Nothing quite says “you’re living in the future” like the knowledge that defense giant Lockheed Martin has developed a giant laser blaster and is demonstrating its awesome power by using it to blow autonomous drones out of the sky. That’s exactly what Lockheed did in a recent showcase with the U.S. Army Space and Missile Defense Command. Its prototype laser weapon system ATHENA (Advanced Test High Energy Asset) was used to fry the heck out of five Outlaw drones.
“The tests at [White Sands Missile Range in New Mexico] against aerial targets validated our lethality models and replicated the results we’ve seen against static targets at our own test range,” said Keoki Jackson, Lockheed Martin’s chief technology officer, in a statement. “As we mature the technology behind laser weapon systems, we’re making the entire system more effective and moving closer to a laser weapon that will provide greater protection to our warfighters by taking on more sophisticated threats from a longer range.”

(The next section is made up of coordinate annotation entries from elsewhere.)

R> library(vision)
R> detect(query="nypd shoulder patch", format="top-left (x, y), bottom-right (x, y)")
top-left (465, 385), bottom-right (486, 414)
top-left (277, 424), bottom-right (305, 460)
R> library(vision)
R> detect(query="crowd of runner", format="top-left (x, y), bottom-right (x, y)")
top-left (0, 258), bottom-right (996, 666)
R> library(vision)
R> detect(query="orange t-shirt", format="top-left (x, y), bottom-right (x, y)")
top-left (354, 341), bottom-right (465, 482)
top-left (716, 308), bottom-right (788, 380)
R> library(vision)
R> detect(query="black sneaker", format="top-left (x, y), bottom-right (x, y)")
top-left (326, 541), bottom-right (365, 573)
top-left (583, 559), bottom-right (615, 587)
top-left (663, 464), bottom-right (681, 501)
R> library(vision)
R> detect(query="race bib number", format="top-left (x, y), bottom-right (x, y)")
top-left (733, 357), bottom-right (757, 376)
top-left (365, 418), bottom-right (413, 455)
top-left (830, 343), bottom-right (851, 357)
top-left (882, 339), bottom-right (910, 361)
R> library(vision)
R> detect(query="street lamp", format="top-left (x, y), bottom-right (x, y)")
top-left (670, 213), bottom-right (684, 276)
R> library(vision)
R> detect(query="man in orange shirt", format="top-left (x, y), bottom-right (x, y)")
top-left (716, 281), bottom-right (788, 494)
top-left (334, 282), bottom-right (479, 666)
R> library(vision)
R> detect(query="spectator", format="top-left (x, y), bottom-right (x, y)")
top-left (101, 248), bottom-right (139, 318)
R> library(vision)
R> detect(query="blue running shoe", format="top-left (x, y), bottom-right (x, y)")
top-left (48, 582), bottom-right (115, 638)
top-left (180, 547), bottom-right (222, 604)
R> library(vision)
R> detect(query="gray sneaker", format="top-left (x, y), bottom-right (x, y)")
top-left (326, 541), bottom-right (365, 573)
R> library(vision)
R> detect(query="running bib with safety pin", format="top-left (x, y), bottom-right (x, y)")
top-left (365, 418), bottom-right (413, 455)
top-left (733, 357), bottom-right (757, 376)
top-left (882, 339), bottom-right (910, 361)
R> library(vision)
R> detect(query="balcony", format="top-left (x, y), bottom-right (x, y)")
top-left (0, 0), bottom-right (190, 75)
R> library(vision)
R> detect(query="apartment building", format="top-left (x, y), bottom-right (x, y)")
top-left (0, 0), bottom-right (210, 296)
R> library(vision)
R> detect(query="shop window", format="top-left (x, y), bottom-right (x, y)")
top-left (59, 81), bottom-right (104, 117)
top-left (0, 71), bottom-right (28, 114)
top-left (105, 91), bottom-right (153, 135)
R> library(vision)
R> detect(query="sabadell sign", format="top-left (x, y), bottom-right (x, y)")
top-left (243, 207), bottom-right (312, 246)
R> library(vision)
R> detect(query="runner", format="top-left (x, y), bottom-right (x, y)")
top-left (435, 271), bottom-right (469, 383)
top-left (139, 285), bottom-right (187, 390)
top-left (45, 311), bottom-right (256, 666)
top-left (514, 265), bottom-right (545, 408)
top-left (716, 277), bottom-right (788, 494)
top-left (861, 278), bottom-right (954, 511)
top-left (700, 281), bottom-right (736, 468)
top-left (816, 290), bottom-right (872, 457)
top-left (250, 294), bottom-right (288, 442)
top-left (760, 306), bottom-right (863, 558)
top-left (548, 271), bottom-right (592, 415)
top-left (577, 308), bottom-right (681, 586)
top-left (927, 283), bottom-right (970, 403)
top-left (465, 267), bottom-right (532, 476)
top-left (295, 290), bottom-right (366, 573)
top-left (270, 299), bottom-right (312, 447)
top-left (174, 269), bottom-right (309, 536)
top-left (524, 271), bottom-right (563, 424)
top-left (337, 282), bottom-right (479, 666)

The ATHENA weapon is currently powered by a compact Rolls-Royce turbo generator. As we’ve noted before, what makes the weapon special (apart from being a freaking ground-mounted laser that haunts the dreams of drones everywhere) is the fact that it boasts a smart modular design that allows its operators to vary the amount of power it wields by adding or taking away laser modules. The base model is capable of shooting a 60 kW beam, which could be upped to 120 kW if required.
As to why it’s being used in demonstrations to shoot unmanned aerial vehicles, the explanation is in the fact that, once deployed, the ATHENA laser may one day help protect soldiers in combat from threats that could possibly include swarms of drones. One big advantage of lasers like ATHENA is that they offer greater speed, flexibility, precision, and lower cost per engagement when compared to alternative weapons.
Following the recent test, Lockheed Martin and the U.S. Army will now carry out a post mission review, with data collected following the trial used to further refine the system, improve model predictions, and — just maybe — help build bigger, better, and badder future laser systems.